6. A swab cup according to claim 5 wherein said upwardly opening groove has a generally Vshaped profile with an outwardly slanted wall and a radially inward wall more steeply slanted with respect to the axis of said cup body than said outwardly slanted wall.

7. A swab cup according to any preceding claim wherein said arcuate bottom is circular and has a radius in the neighborhood of sixteen inches (0.4 m).

8. A swab cup according to any preceding claim wherein said maximum deflection is not less than 0.010 inches (0.254 mm).

9. A swab cup according to any preceding claim wherein said maximum deflection is no greater than 0.050 inches (1.27 mm).

10. A swab cup according to any preceding claim wherein said maximum deflection is 0.030 inches (0.764 mm).

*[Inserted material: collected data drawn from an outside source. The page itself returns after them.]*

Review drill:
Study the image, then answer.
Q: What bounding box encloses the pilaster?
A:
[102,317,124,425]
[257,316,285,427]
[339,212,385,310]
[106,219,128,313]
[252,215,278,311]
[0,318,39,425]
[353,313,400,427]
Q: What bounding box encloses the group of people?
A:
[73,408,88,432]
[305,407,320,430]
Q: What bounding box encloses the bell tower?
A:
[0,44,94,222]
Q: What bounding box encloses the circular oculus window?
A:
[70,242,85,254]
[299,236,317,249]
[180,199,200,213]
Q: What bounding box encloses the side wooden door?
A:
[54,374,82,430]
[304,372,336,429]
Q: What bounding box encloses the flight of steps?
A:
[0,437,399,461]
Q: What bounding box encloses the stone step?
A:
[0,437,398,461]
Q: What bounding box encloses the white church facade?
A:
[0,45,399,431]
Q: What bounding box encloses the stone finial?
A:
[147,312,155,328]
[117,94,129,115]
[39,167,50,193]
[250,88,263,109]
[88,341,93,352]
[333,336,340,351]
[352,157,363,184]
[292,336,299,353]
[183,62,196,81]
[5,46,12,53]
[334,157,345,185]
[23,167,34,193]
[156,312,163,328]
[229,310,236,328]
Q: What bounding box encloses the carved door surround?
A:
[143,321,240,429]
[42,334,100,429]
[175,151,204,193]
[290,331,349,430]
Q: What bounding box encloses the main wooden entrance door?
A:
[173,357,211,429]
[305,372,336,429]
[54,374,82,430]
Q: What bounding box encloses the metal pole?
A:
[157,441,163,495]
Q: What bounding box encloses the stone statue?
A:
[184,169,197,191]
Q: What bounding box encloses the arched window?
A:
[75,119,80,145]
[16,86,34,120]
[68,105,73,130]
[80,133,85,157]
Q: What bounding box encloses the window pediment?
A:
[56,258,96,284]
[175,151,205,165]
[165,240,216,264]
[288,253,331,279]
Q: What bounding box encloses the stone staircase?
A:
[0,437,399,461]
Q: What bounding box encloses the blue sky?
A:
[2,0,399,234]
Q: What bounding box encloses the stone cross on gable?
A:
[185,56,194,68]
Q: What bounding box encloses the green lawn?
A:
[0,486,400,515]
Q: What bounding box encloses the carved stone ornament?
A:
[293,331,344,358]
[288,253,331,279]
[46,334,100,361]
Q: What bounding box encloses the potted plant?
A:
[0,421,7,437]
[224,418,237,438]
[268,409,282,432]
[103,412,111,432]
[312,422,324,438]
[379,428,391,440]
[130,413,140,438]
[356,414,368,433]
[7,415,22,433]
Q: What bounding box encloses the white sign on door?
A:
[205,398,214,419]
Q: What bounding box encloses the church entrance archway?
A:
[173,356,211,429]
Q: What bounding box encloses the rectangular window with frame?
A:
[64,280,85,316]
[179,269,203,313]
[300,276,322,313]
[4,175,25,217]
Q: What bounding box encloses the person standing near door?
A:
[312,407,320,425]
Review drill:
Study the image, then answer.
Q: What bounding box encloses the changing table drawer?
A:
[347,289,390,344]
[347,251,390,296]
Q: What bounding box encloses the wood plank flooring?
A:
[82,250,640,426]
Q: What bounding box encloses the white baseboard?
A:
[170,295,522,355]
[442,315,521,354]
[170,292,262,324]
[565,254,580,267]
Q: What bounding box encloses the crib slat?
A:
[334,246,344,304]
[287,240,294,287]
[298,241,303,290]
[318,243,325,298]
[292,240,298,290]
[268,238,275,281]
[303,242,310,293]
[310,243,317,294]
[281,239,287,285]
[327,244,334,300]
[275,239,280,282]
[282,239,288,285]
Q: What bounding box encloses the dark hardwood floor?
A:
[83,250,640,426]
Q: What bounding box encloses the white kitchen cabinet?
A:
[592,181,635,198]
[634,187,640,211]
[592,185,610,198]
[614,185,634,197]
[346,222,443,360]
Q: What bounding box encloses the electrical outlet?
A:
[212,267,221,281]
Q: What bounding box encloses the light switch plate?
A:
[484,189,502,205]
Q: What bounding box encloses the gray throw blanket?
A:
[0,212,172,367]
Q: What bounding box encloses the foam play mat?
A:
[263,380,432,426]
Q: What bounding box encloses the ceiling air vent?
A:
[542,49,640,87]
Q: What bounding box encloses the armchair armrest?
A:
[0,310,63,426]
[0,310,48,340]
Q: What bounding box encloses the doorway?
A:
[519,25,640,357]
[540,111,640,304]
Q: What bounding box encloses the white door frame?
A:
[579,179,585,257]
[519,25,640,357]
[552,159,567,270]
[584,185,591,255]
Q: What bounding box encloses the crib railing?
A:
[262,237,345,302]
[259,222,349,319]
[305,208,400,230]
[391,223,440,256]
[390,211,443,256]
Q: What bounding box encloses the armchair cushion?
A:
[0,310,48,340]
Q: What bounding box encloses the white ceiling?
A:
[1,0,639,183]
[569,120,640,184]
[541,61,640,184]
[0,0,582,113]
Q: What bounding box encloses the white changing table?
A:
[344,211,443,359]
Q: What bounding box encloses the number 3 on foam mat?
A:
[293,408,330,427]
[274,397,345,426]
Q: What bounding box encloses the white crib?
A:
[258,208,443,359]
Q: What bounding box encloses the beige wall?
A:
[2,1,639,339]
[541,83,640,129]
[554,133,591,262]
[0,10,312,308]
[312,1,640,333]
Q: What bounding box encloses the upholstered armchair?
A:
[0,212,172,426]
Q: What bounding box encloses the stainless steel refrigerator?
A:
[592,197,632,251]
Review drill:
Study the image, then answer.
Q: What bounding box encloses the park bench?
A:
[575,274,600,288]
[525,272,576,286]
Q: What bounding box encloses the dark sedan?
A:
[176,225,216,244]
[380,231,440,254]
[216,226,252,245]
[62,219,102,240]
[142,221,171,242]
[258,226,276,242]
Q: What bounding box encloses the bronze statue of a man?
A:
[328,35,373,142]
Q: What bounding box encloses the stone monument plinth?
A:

11. A swab cup having a tubular bushing, an elastomeric body bonded externally on said bushing, said body having a generally cylindrical outer surface and generally radial upper and lower ends, an upwardly-opening annular groove formed in said upper end and defining a peripheral lip, a first annular recess formed in said outer surface, said recess having a bottom having an upper side sloped generally inwardly upon progressing downwardly along said outer surface and a lower side sloped substantially as a mirror image of said upper side so as to extend generally outwardly upon progressing downwardly along said surface said bottom having a maximum deflection radially inward generally within the range of 0.010 through 0.050 inches and a profile length in the neighborhood of two inches, a second annular recess substantially like said first annular recess formed in said body immediately below said first recess with said second recess having an upper side forming an obtuse included angle with said lower side of said bottom of said first recess, and a partial third recess substantially like the upper half of said first recess.

12. A swab cup, substantially as hereinbefore described with reference to and as shown in the accompanying drawing.